This event is hosted by the School of Geography and the Environment
Summary: Amory Lovin's critical thinking has driven people around the globe to think differently about energy and its role in some of our biggest problems: climate change, oil dependency, national security, economic health, and depletion of natural resources. His new book and site, Reinventing Fire, offers actionable solutions for all four energy-using sectors of the economy: transportation, buildings, industry and electricity. It also integrates four types of innovation: technology, policy, design and strategy. Amory Lovins has always focused on practical solutions that conserve natural resources while also promoting economic growth; Texas Instruments, Shell, Ford, and Wal-Mart are among the mega-corporations he has advised on improving energy efficiency.

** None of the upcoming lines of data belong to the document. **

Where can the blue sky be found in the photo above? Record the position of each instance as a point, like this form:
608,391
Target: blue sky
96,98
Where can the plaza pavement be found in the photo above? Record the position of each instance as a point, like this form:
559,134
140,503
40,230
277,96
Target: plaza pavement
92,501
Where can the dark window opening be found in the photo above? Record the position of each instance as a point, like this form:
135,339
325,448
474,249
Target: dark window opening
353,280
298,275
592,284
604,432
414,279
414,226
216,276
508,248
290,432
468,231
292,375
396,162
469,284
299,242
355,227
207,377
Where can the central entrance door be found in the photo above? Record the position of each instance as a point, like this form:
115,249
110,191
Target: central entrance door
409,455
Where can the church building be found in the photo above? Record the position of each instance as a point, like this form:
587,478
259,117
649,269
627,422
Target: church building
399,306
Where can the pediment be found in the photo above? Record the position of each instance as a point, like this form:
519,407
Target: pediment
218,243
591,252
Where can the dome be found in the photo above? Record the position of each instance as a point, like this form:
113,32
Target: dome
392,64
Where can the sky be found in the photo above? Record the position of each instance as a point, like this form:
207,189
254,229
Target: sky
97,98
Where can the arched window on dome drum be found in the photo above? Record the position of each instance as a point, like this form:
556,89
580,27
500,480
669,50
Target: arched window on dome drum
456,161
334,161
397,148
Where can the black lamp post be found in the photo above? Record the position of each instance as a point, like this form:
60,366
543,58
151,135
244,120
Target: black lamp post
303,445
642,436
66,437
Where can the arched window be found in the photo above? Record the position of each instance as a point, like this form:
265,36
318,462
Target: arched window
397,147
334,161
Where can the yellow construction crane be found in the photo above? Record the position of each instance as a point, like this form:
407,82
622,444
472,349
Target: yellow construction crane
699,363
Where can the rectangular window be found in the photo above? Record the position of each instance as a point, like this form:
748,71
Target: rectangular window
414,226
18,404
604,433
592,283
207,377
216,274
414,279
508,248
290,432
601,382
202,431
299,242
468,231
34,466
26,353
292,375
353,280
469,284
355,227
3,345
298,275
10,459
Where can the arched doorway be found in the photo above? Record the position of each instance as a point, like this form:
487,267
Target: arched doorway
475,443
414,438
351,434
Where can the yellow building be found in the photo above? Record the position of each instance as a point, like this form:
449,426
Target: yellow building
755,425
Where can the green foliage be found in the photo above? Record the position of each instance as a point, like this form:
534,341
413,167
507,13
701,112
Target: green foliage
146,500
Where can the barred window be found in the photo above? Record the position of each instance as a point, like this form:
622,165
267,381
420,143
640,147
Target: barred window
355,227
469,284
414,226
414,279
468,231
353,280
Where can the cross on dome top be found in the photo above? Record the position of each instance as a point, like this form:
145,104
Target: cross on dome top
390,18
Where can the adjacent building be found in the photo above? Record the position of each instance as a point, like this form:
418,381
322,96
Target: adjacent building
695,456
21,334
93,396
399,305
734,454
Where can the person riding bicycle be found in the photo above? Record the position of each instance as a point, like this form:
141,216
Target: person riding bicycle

Speaker: Amory Lovins, Co-founder, Chairman and Chief Scientist, Rocky Mountain Institute and member of the Oxford Martin School Advisory Council
Biography: Physicist Amory Lovins is Chairman and Chief Scientist of Rocky Mountain Institute and Chairman Emeritus of Fiberforge Corporation. His wide-ranging innovations in energy, security, environment, and development have been recognized by the Blue Planet, Volvo, Onassis, Nissan, Shingo, and Mitchell Prizes, MacArthur and Ashoka Fellowships, the Benjamin Franklin and Happold Medals, 11 honorary doctorates, honorary membership of the American Institute of Architects, Fellowship of the Royal Society of Arts, Foreign Membership of the Royal Swedish Academy of Engineering Sciences, and the Heinz, Lindbergh, Right Livelihood, National Design, and World Technology Awards. He advises governments and major firms worldwide on advanced energy and resource efficiency, has briefed 20 heads of state, and has led the technical redesign of more than $30 billion worth of industrial facilities in 29 sectors to achieve very large energy savings at typically lower capital cost. A Harvard and Oxford dropout, he has published 29 books and hundreds of papers and has taught at eight universities, most recently as a 2007 visiting professor in Stanford University’s School of Engineering. In 2009, Time named him one of the 100 most influential people in the world, and Foreign Policy, one of the 100 top global thinkers.